Jujutsu.... but the romanized is how they spelled it.
I am completely new to Jujutsu, but not to fighting. I have sparred and street fought for years now, which isnt saying as much as I had thought before. I am 18, and been interested in fighting since I was 14. Never formally trained, but I come from a family of martial artists who showed me a few things. Anyways, its was my first day yesterday, and I went against a Jujutsu blackbelt in throw sparring, and was completely helpless. I had not made use of the mechanics and stamina saving techniques. Although, I was also fumbled by use of the Gee. I was intrigued with the fluid motions as opposed to my harsh, powerful grecko style takedowns, and jujutsu leg sweeps/underhook directioning.

My question is this, how does Ko-Sutemi Seiei Kan Jujutsu compare to other Jujutsu styles? They focused only on throws (Using the Gee), falling, and large joint locks. Also, could I be directed to a site with walkthroughs on techniques?

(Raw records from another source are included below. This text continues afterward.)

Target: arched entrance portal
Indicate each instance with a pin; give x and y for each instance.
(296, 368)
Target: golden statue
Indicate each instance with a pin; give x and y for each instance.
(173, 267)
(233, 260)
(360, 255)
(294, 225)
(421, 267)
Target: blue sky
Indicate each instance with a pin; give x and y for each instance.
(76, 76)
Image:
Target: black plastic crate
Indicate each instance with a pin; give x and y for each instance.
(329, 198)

For the yellowbelt test we must know of course correct introductory falls (Mae Mawari Ukemi, Ushiro Ukemi, Yoko Ukemi). Our takedowns we must know are Seoi-Nage, Kata-Eri-Seoi-Nage, Tai-Otoshi, Uchimata, O-Goshi, Ouchi-Gari, Kouchi-Gari, Osoto Gari, and Harai Goshi. Kesa-Gatame is another technique, which I have no clue what it is yet... and the only submission is Juji-Garame.

They say I need to buy the Seiei Kan Ju-Jitsu book.


----------



## jujutsu_indonesia (Apr 1, 2006)

try the KARATE sub forum, Ko-Sutemi Seiei Kan has been discussed very extensively. It is basically Mr. Don Madden's style, with help from a Swedish Jujutsuka whose name escapes me at this moment.


----------



## Randy Strausbaugh (Apr 5, 2006)

jujutsu_indonesia said:
			
		

> ...a Swedish Jujutsuka whose name escapes me at this moment.


Bo Kimley


----------



## bladenosh (Apr 10, 2006)

I am at Don Madden's dojo. I had the honor to meet the man. He's a great guy, and has a wonderful legacy behind him. I'm excited to train with him.


----------



## ryudo634 (May 17, 2006)

bladenosh said:
			
		

> I am at Don Madden's dojo. I had the honor to meet the man. He's a great guy, and has a wonderful legacy behind him. I'm excited to train with him.


What's your name BladeNosh. I started Ju Jitsu last night at Don's dojo. I'm also in karate there.


----------



## bladenosh (May 30, 2006)

Brad
I'm sure youve met me... Now, I've been there a few weeks. I missed the last 2 weeks though, my friend died and I graduated. I'm getting more used to jujutsu now, and of course still practice at home.


----------